It's a question many families with young children must consider. Advocacy group Child Care Aware points out that in Maryland, child care costs can amount to more than college tuition. Steve Rohde, deputy director of the Maryland Family Network , said he's noticed that trend for some time.
"We always talk about how it's even greater when you look at it in terms of young families, it's a greater expense because young families are at the lower end of their income potential, whereas, families typically who have children in college are at the higher end of their income potential," he said.
The Child Care Aware report estimates that the average cost of childcare for an infant at a center-based program for a year is $13,055. Compare that number to the average yearly in-state tuition and fees at a public college in Maryland, which the report lists at $8,220. It's a nearly $5,000 difference.
With figures like those, financial planner Kirk Kinder said it's not surprising more moms are choosing to leave the workforce.
"You still may make a little bit more money by working, but it may be be substantial," said Kinder, who owns Picket Fence Financial . "So when you have two incomes, sometimes you get bumped into a higher tax bracket. So your after-tax take home pay really isn't all that high."
Kinder said the high cost of early childhood education in Maryland goes beyond the state's high cost of living. It's simple supply and demand.

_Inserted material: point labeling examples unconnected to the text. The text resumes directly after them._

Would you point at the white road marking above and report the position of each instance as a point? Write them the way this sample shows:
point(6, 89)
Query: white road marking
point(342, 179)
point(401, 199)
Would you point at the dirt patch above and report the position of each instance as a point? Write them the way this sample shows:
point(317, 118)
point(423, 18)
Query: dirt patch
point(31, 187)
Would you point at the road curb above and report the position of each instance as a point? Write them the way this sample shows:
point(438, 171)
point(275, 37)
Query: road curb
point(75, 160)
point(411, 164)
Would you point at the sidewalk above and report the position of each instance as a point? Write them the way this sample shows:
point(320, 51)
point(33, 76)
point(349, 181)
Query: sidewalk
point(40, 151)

"Maryland tends to have more dual-income families than a lot of other states," said. "So when you have a lot more of that situation, you're going to have a bigger demand for childcare."
Surprisingly, most daycare teachers make less than half of what their public school counterparts make on average. But the state's push to improve early childhood education, through additional voluntary accreditation and professional development is also driving up operating costs. We paid a visit to Woodbrook Early Education Center in Baltimore to see how a highly accredited center with a low child to teacher ratio operates.
"The state of Maryland, as other states are doing, are putting into effect, quality standards so that programs go beyond just basic licensing requirements," Rohde said.
Research shows it's worth the added expense in the long run, as the first five years of life are the most essential to children's brain development and can be an indicator of their future success.
"Cost should be an element, but it should also be, 'What am I paying for and am I getting the most value for that?' Rohde added. "We urge parents to look at very high quality programs for their children, because it does make a difference."
It's why as a stay-at-home mom, Sharon Peer tries to find fun and educational ways to get her boys out of the house and interacting with other children. While her decision to leave her job was partly financial, it's also a choice she finds personally fulfilling.
"They're only little once, she said. "And when you're working full-time or even working part-time, you miss so much of it. And so, I just decided to take this time and be with them when they're little and when they get a little older and they get a little more independent, then i can think about going to work."
The Child Care Aware report also compared the average yearly cost of pre-school daycare in Maryland to public college tuition and fees. There was a smaller gap of just under $900, but daycare was still more expensive.
The Maryland Family Network has a free service called LOCATE that can help you find the childcare option that works best for your family.